Figure 3. VGLUT3 KO mice show a profound, selective defect in the mechanical hypersensitivity produced by inflammation, nerve injury and trauma

a, VGLUT3 KO mice and WT littermates were injected with carrageenan in the hindpaw. Tested 24 hours later, both genotypes show a significant increase in sensitivity to radiant heat, but only WT mice show a significant decrease in mechanical threshold. (n≥10 mice) b, In the spared nerve injury model of neuropathic pain, WT mice exhibit a significant decrease in mechanical threshold (52%) three days after sciatic nerve section, but KO animals exhibit only a modest reduction (18%). (n≥9 for both genotypes) *p<0.05, **p<0.01, ***p<0.001 by one-way ANOVA with Tukey’s HSD post-hoc analysis for a and b. c, In WT mice, an incision made in the plantar hindpaw produces a robust decrease in mechanical threshold, but KO mice show only a mild reduction for up to 5 days. Response to radiant heat does not differ between genotypes at all times tested (n=6). d, In WT mice, capsaicin injection into the ankle produces a profound decrease in mechanical threshold measured in the hindpaw at 15, 30 and 60 minutes post-injection, whereas KO mice show only a modest decrease (n=7). ***p<0.001, one-way ANOVA with Newman-Keuls post-hoc analysis for c and d. Error bars indicate SEM.

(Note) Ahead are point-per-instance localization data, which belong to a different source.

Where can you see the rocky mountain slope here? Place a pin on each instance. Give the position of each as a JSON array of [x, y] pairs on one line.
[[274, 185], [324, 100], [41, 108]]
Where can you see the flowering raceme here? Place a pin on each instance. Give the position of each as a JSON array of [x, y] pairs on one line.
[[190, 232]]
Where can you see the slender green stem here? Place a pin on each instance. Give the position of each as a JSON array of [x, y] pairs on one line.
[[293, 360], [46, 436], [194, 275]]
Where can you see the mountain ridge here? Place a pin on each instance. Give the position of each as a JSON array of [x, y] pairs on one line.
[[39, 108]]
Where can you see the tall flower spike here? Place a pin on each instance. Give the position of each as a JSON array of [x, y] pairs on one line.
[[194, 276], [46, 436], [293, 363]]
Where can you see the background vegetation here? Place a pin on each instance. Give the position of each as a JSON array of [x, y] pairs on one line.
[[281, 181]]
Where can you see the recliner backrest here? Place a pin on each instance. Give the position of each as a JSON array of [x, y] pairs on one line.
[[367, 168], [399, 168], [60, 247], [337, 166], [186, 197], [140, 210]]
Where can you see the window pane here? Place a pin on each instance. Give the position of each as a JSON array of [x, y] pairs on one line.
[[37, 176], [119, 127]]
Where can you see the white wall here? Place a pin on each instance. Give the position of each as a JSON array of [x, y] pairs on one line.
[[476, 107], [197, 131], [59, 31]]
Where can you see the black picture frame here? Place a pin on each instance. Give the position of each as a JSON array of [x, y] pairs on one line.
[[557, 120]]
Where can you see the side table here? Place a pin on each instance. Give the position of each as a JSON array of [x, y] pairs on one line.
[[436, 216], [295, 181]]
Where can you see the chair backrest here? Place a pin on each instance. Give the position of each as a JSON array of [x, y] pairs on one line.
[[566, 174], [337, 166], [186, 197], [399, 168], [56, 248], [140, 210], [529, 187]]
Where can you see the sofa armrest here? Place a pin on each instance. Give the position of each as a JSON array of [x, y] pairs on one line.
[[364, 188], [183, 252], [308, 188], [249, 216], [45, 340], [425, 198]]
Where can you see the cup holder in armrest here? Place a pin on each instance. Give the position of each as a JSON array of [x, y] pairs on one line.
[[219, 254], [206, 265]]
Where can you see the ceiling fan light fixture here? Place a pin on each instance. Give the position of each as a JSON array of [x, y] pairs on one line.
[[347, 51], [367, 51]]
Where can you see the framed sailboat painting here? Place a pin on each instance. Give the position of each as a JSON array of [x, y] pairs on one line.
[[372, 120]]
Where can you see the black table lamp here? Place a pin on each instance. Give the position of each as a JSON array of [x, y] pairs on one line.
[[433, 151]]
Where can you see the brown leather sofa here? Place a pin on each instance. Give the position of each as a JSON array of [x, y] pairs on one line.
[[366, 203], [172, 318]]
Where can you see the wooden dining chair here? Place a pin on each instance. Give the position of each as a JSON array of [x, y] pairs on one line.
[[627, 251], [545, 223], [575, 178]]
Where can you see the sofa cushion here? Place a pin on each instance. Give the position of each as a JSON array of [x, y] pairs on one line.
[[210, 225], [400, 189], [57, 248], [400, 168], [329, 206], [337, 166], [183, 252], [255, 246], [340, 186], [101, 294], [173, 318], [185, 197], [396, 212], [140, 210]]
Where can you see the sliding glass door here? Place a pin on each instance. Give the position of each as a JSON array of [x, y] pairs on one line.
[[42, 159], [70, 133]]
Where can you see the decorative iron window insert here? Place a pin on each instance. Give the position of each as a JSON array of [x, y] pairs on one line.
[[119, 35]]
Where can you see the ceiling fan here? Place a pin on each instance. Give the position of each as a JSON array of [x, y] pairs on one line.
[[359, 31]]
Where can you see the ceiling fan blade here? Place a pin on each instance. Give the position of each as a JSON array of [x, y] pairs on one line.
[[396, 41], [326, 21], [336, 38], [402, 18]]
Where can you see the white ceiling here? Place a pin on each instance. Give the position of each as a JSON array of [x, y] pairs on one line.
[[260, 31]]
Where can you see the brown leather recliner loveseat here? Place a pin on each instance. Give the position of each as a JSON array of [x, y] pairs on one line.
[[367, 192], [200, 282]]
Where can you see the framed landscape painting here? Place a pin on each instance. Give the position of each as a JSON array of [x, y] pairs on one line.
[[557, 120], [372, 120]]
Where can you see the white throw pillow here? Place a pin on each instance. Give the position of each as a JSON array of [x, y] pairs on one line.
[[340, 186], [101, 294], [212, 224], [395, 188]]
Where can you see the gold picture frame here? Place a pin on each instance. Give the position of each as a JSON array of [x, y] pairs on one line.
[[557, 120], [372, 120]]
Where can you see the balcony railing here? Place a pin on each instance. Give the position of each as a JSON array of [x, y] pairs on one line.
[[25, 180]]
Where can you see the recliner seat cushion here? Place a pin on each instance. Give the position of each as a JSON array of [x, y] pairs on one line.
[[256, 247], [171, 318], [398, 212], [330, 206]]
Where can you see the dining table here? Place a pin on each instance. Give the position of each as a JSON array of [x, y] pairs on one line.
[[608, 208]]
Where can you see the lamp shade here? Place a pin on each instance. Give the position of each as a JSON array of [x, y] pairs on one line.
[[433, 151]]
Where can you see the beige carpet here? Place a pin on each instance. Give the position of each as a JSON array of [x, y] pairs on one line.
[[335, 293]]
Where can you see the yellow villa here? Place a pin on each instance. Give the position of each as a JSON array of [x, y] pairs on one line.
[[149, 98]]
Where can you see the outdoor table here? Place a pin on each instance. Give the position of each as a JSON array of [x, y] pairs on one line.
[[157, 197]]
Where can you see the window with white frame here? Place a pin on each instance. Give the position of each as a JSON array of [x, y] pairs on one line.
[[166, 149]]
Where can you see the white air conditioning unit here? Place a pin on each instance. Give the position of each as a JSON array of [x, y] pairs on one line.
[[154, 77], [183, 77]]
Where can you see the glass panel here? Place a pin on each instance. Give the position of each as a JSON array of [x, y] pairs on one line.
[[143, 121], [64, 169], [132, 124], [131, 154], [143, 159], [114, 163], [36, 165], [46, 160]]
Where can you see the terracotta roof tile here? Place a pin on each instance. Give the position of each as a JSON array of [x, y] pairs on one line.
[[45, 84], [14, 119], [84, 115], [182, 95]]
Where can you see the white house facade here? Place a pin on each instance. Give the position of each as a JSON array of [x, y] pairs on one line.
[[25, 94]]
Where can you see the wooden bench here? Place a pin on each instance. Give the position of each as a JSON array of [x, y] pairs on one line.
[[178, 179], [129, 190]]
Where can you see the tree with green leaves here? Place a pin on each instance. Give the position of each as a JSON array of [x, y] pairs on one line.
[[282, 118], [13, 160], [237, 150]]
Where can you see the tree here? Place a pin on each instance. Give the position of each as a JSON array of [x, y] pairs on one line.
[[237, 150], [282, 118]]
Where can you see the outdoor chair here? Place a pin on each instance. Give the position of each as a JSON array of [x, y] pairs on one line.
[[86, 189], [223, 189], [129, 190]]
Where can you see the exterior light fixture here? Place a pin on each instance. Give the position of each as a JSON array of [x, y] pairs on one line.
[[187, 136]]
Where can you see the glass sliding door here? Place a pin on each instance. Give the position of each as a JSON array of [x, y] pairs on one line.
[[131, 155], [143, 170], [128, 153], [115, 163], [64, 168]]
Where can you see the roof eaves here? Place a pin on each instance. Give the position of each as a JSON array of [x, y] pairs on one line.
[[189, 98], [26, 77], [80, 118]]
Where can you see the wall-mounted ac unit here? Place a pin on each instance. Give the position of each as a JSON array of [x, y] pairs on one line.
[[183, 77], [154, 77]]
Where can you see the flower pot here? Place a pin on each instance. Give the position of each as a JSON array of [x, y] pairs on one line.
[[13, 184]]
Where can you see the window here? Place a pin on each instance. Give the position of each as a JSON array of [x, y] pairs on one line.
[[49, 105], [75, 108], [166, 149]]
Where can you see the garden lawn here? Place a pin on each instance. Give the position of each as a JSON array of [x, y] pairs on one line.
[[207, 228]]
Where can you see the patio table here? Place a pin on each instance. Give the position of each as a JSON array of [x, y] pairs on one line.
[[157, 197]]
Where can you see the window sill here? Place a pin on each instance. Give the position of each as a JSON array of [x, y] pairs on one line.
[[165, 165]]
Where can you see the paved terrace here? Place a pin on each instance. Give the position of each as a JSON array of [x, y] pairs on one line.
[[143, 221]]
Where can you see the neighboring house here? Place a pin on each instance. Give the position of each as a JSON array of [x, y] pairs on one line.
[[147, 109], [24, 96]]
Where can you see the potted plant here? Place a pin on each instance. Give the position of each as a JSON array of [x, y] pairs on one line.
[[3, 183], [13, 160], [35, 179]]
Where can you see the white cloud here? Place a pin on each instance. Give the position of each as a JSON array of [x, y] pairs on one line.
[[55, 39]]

Figure 4. VGLUT3 expression in DRG uniquely identifies C-LTMRs

a, An EGFP⁺ cell is stained by Alexa 555 from an intracellular microelectrode (red) while recording from an ex vivo somatosensory preparation. b, Electrical stimulation of the dorsal cutaneous nerve evokes a high amplitude, overshooting action potential. The first derivative (lower trace) reveals an inflected falling phase (arrow) typical for C-fiber spikes. c, Application of a 0.07 mN von Frey filament to the skin receptive field (duration indicated by bar) elicits a burst of spikes. d, Response to 25 mN force applied with a feedback-controlled stimulator (lower trace) shows adaptation in the continued presence of the force (middle trace). Upper trace shows the instantaneous frequency of spikes. e, Peak discharge rate of individual EGFP⁺ neurons (black lines) to increasing force (5–200 mN) shows a small increase with stronger stimuli (p<0.01 for 5–25 mN versus 200 mN by ANOVA with Bonferroni post hoc correction, n=5–9); red bars indicate mean ± SD. f, Temperature ramps performed with a Peltier device (middle trace) evoke firing in an EGFP⁺ neuron (lower trace) on cooling (left) but not heating (right), Upper trace (left) shows the instantaneous firing rate. g, Low power photomicrograph of central terminals arborizing in lamina IIi; dotted lines indicate the substantia gelatinosa (SG). h, Photomicrograph of different section at higher power shows arborization extending into lamina III (open arrows). i, Camera lucida reconstruction of arborization across four serial 50 μm sections, showing additional input to lamina I (arrow); the ventral border of SG is indicated by a dotted line, and the border between gray and white matter by a solid line. j, Staining of a DRG section for IB4 (blue, middle) shows that the Neurobiotin-labeled cell (red, left) is IB4-negative. Scale bars: 20 μm (a, h, j); 100 μm (g, i). Physiological calibration: 20 mV and 5 msec (b), 200 msec (c).